Determining Haplotypes

Unknown ploidy-level

Inferring haplotype configurations for individuals with unknown ploidy levels involves identifying which clusters are likely to be “real” haplotypes, and which ones are likely to be errors. We do this by considering a set of models that range from treating all clusters as errors, to one where all clusters are real haplotypes. The models in between successively treat the next cluster in the ordered set as a real haplotype (sorted by size). For an individual with \(N\) clusters, there are \(N+1\) models to test. Each of these models has \(H\) real haplotypes \((0,\ldots,H)\) and \(N-H\) errors \((H+1,...,N)\). The likelihood for each of these models is the sum of the clusters sizes \((C1,...,CN)\) times the log probility that they are sequencing errors \((\epsilon)\) or not \((1-\epsilon)\).
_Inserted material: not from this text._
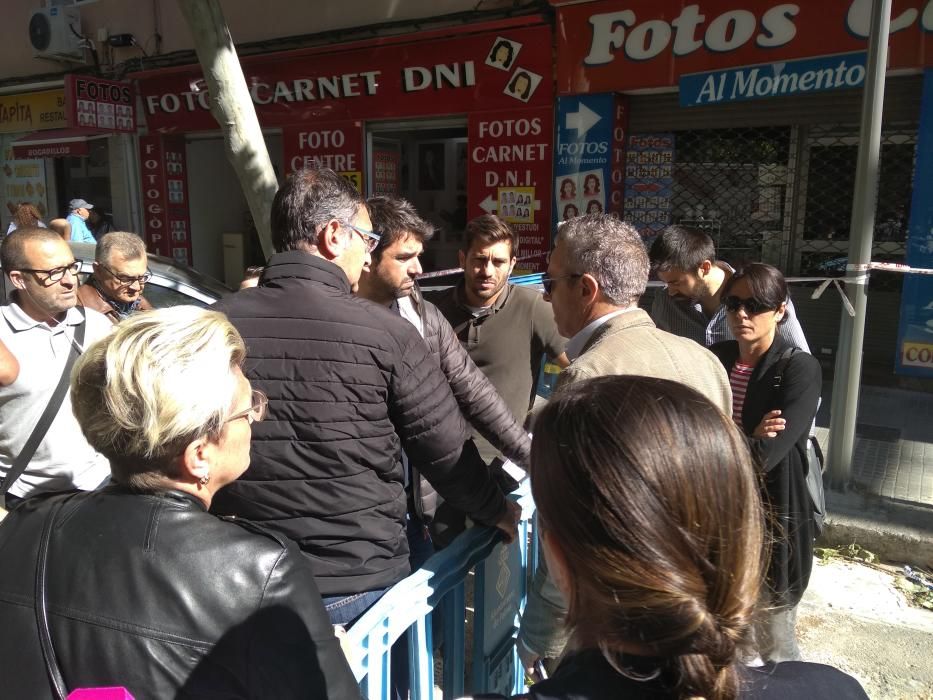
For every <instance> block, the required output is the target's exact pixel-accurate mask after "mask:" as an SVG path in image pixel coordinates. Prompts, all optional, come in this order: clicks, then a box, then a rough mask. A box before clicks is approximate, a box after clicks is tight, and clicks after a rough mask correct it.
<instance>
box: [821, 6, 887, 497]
mask: <svg viewBox="0 0 933 700" xmlns="http://www.w3.org/2000/svg"><path fill="white" fill-rule="evenodd" d="M890 25H891V0H873V2H872V6H871V33H870V35H869V39H868V60H867V64H866V66H865V88H864V92H863V94H862V118H861V124H860V126H859V145H858V164H857V166H856V169H855V194H854V196H853V199H852V222H851V226H850V227H849V263H848V266H847V269H846V285H845V288H846V295H847V296H848V297H849V301H850V302H851V303H852V307H853V308H854V309H855V315H854V316H850V315H849V313H848V311H846V309H844V308H843V309H842V321H841V323H840V324H839V354H838V355H837V358H836V370H835V376H834V378H833V396H832V404H831V406H830V409H831V417H830V422H829V449H828V450H827V452H828V458H827V471H828V481H829V487H830V488H832V489H836V490H844V489H845V488H846V487H847V486H848V485H849V481H850V479H851V476H852V455H853V452H854V449H855V422H856V417H857V415H858V399H859V385H860V383H861V374H862V345H863V342H864V339H865V312H866V309H867V307H868V273H867V270H866V269H864V268H863V267H862V266H864V265H866V264H868V263H869V262H871V248H872V240H873V237H874V224H875V209H876V207H877V198H878V173H879V161H880V154H881V115H882V110H883V108H884V73H885V69H886V67H887V62H888V31H889V29H890Z"/></svg>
The likelihood for a model with H real haplotypes is given by:

\[\ell_H = \sum_{i=0}^H C_i \times \log (1 - \epsilon) + \sum_{j>H}^N C_j \times \log (\epsilon).\]
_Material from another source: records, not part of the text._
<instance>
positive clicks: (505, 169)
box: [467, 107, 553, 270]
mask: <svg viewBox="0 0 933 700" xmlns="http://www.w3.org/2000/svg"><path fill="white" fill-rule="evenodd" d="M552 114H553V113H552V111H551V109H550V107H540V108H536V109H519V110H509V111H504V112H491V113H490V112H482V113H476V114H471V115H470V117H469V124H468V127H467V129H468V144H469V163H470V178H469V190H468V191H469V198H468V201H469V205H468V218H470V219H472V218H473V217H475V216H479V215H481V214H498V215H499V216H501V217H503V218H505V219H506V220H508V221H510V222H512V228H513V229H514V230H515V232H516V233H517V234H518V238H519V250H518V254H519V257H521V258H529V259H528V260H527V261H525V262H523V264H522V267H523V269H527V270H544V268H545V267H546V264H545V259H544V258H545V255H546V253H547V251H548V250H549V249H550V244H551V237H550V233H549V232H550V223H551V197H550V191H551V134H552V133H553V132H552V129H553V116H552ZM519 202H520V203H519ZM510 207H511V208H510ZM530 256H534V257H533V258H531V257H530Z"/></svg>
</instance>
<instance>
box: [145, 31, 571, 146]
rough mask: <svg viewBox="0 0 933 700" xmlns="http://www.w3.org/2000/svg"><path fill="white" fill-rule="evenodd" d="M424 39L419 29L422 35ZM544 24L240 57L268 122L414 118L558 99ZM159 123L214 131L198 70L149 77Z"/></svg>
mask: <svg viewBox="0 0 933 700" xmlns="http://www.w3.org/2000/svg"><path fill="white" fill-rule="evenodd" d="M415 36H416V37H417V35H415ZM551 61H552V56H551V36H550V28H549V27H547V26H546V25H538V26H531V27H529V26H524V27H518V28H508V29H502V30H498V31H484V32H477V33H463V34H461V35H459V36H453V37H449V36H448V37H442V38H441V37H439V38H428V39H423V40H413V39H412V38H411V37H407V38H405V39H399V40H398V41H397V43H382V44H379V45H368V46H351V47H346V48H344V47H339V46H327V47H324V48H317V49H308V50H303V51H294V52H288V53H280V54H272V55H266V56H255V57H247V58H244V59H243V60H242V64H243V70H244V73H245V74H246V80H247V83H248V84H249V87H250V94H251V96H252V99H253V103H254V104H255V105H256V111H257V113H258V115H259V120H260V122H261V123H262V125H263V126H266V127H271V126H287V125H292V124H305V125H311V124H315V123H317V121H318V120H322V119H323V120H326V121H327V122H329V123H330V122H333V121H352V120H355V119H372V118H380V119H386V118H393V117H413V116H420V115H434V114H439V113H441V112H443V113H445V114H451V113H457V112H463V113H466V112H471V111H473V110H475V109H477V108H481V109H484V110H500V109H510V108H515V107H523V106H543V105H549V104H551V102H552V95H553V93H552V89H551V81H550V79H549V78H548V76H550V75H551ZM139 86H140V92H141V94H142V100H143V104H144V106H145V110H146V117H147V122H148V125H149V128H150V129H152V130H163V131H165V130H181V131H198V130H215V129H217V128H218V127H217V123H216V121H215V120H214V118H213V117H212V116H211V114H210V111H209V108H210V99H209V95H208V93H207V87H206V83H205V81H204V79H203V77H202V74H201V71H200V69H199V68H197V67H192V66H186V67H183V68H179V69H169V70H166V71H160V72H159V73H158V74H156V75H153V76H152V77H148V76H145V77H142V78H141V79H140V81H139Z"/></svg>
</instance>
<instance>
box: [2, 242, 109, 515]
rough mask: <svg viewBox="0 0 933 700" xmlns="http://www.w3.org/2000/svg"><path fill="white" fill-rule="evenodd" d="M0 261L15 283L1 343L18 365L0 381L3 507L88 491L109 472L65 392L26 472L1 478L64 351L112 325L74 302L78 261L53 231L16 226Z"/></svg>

To determine the most likely haplotype configuration, we calculate how much the likelihood increases over the previous model when another haplotype is added (the likelihood is monotonically increasing). We also normalize these differences by the total change in likelihood from the model with \(H=0\) to the model with \(H=N\). If this value is less than a given cutoff (we use a default of 0.10), the previous model is treated as the best configuration. Since the cluster sized are ordered, the increase in the log-likelihood will always be smaller for any additional haplotypes.

Known ploidy-level

To infer the maximum likelihood haplotype configuration using integer partitions, we use a multinomial likelihood that uses the size of each cluster being considered as a haplotype. For an individual with ploidy level \(K\), we take the first \(K\) clusters sorted by size and calculate the likelihood for a given partition as follows: each entry in a partition, \(P\), contains the number of times that a particular haplotype is represented in the configuration. Given cluster sizes \(C_1\) through \(C_K\) and a sequencing error rate of \(\epsilon\), the log likelihood for a partition \(P\) is:

\[\ell_P = \sum_{i=0}^{|P|} C_i \times \log\left(\frac{P[i]}{K}\right) + \sum_{j>|P|}^K C_j \times \log(\epsilon).\]

Here \(|P|\) represents the size of the partition.